Patna: Bihar Chief Minister Jitan Ram Manjhi seems to have a knack for getting into trouble.

A fortnight after he revealed that he bribed officials to get his work done, Manjhi, who got the throne as a “surprise gift” from his predecessor, has stirred up fresh controversy by saying that Dalit youths should marry people from other castes and increase their population.

“Dalit youths should go for more and more inter-caste marriages. We need to bring our population from the existing 16 per cent to 22 per cent if we have to emerge as a political force,” the chief minister said at a function organised to mark the unveiling of the statue of Dalit icon Bhim Rao Ambedkar on Thursday evening.

Manjhi’s comments hightlight how caste, not development, remain central to politics in the state. Right now, Dalits are the most sought-after community after Muslims and Yadavs — these two groups account for some 32 per cent of the state’s total population.

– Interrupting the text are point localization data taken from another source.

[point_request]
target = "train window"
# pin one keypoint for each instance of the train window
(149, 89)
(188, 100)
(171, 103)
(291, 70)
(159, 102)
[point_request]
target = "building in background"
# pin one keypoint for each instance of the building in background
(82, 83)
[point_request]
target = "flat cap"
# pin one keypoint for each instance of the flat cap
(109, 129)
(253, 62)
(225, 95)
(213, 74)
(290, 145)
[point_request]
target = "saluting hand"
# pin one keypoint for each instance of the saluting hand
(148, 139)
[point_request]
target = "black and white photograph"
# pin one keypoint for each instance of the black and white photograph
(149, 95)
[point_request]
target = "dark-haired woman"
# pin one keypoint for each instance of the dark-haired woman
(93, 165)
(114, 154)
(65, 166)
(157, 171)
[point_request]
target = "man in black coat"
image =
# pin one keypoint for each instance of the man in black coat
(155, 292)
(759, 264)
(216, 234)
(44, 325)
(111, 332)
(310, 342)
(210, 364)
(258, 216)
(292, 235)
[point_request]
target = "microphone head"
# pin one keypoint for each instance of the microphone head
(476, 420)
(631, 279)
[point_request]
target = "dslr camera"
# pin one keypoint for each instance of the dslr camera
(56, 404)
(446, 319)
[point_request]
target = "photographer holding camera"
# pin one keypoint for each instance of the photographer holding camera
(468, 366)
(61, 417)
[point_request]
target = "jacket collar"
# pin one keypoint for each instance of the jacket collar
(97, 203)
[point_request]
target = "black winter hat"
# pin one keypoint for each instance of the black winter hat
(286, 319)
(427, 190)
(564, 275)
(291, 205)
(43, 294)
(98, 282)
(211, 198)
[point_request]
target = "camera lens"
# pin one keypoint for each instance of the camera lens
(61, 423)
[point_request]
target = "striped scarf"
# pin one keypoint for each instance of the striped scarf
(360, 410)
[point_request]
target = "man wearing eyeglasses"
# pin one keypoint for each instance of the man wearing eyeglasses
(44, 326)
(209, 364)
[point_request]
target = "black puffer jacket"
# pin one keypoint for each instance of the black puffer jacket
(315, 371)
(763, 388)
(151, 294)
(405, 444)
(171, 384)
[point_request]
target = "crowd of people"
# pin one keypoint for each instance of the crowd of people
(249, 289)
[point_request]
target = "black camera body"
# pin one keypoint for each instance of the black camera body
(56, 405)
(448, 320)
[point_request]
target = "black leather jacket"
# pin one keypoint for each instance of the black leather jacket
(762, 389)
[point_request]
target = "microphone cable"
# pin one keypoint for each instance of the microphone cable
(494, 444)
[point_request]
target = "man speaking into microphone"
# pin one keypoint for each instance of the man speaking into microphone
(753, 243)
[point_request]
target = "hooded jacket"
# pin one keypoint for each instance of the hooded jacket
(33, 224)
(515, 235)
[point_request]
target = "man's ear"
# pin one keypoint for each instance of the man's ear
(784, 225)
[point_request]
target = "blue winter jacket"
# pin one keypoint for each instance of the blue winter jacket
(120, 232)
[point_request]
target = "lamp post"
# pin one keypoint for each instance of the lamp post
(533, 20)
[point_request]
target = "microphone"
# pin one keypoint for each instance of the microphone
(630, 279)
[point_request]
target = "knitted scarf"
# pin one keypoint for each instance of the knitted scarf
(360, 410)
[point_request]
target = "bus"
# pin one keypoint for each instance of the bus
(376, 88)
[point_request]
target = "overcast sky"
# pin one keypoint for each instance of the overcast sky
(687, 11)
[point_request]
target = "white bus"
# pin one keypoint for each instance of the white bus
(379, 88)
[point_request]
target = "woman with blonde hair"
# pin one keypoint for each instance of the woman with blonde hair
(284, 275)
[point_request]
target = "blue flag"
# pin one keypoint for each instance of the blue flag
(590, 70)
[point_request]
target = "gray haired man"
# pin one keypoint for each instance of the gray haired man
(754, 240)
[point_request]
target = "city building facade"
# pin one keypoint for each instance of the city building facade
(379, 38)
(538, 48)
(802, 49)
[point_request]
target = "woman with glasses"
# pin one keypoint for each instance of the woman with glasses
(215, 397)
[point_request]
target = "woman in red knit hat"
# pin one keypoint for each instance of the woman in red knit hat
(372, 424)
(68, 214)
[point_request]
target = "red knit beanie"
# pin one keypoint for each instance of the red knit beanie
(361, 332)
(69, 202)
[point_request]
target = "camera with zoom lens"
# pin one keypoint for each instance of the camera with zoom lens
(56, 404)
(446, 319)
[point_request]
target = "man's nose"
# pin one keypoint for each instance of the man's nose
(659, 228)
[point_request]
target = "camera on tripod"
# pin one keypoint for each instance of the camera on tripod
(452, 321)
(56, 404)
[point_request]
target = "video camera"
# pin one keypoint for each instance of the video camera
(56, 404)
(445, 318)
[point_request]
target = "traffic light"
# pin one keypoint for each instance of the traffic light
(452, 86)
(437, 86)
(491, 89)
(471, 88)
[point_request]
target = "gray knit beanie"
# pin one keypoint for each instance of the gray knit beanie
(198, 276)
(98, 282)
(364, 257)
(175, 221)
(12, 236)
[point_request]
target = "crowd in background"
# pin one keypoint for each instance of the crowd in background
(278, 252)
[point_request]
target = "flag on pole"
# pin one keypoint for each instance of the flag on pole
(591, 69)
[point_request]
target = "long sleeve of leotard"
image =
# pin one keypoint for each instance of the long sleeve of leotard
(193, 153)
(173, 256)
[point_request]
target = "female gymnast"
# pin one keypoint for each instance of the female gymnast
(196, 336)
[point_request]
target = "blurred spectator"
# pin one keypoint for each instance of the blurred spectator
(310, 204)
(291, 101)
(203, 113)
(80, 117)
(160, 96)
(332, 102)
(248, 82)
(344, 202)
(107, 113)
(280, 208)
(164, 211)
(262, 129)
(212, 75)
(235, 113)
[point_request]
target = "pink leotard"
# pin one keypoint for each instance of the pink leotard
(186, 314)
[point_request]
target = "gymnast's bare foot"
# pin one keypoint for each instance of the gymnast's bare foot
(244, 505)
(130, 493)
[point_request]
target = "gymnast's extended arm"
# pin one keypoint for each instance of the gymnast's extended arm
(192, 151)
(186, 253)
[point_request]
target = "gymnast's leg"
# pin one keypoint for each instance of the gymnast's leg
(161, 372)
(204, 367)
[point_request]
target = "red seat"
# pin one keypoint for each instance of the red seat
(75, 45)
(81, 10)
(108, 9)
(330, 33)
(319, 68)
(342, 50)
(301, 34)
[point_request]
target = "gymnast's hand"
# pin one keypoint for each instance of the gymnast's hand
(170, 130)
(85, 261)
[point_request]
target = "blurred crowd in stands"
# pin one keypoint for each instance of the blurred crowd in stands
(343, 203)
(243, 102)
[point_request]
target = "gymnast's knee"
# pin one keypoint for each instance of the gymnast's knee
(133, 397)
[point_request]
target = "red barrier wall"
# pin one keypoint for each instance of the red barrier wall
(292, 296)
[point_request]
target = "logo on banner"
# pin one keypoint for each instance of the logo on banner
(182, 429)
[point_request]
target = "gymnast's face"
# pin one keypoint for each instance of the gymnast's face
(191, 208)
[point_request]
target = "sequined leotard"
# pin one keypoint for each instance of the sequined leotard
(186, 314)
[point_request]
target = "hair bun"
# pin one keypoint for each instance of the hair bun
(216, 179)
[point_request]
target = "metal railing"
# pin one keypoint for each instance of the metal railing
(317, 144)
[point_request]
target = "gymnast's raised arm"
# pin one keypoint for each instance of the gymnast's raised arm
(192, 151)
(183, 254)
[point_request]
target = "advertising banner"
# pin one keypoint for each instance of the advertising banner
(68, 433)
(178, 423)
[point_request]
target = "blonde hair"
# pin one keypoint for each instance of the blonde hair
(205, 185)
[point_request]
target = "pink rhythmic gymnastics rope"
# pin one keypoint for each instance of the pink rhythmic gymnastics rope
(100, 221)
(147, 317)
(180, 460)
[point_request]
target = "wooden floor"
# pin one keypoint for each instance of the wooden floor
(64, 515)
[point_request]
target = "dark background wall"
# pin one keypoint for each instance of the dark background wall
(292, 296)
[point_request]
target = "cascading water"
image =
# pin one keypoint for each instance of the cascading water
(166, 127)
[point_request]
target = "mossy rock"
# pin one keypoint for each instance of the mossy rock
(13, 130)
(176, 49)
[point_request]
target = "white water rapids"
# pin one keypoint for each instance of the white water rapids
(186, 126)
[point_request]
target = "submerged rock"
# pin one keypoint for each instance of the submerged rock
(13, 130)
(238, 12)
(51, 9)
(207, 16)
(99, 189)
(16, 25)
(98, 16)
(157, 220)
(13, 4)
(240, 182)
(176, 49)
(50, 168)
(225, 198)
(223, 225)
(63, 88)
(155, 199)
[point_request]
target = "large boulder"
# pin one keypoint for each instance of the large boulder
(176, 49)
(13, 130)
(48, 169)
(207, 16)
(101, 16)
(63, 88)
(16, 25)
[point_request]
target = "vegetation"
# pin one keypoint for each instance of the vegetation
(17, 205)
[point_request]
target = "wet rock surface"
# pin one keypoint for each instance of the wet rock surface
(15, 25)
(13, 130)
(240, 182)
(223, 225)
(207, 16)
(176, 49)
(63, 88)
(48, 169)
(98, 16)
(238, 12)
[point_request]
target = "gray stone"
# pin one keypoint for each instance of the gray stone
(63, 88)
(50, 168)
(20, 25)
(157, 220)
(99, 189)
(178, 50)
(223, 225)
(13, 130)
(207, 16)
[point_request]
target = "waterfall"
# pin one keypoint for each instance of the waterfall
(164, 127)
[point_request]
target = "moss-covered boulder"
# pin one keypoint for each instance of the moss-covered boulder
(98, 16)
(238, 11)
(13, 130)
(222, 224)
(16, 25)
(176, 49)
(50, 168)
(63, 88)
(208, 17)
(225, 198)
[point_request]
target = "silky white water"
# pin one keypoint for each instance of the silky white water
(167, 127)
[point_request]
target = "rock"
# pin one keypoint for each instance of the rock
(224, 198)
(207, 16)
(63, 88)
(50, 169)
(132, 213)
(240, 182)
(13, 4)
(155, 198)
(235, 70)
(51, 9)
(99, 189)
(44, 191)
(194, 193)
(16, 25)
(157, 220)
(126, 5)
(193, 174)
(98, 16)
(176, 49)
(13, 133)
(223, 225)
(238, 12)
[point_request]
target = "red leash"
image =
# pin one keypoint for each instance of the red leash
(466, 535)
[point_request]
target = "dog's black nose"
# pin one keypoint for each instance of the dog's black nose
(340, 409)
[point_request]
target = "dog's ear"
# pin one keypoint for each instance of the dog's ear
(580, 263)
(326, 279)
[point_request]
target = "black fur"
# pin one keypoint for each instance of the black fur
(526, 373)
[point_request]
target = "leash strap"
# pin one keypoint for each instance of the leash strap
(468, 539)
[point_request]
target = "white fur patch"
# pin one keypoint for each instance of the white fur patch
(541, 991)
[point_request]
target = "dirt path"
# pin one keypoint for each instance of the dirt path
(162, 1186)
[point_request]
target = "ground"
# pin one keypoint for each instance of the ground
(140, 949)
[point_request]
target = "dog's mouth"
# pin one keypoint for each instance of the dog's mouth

It was because of the importance placed on these groups in today’s politics that Manjhi was able to get his post from his predecessor, Nitish Kumar, who resigned after taking responsibility for his party’s poor performance in the Lok Sabha polls. Manjhi was given the post even though there were many capable faces in the ruling Janata Dal (United), observers say.

Strangely, Manjhi’s remarks are in sharp contrast to the observations made by Kumar who described the high population growth rate in Bihar as a matter of grave concern and called for a massive awareness campaign to arrest the population boom.

“If the [high] population growth rate continues in the years to come, our population will double by 2051 and put insurmountable pressures on infrastructure, resources and land, in particular, that cannot be stretched to accommodate the growing number of people,” Kumar said at a conference of paediatricians in March last year. He added, “The 25.05 per cent decadal population growth in Bihar is a matter of serious concern”.

This is the third time in the past fortnight that Manjhi has been at the centre of a scandal, much to the embarrassment of his party. The party faced major embarrassment when he told a meeting of newly-recruited officials about how he had given a bribe of Rs5,000 (Dh303) to settle his inflated electricity bill at home.

Even before the bribe issue could settle down, he came to the defence of his son who was caught with a woman constable in a hotel. “Anyone can have a girlfriend. Don’t young couples mingle at city parks every day? I don’t remember anyone raising objections to it,” Manjhi said.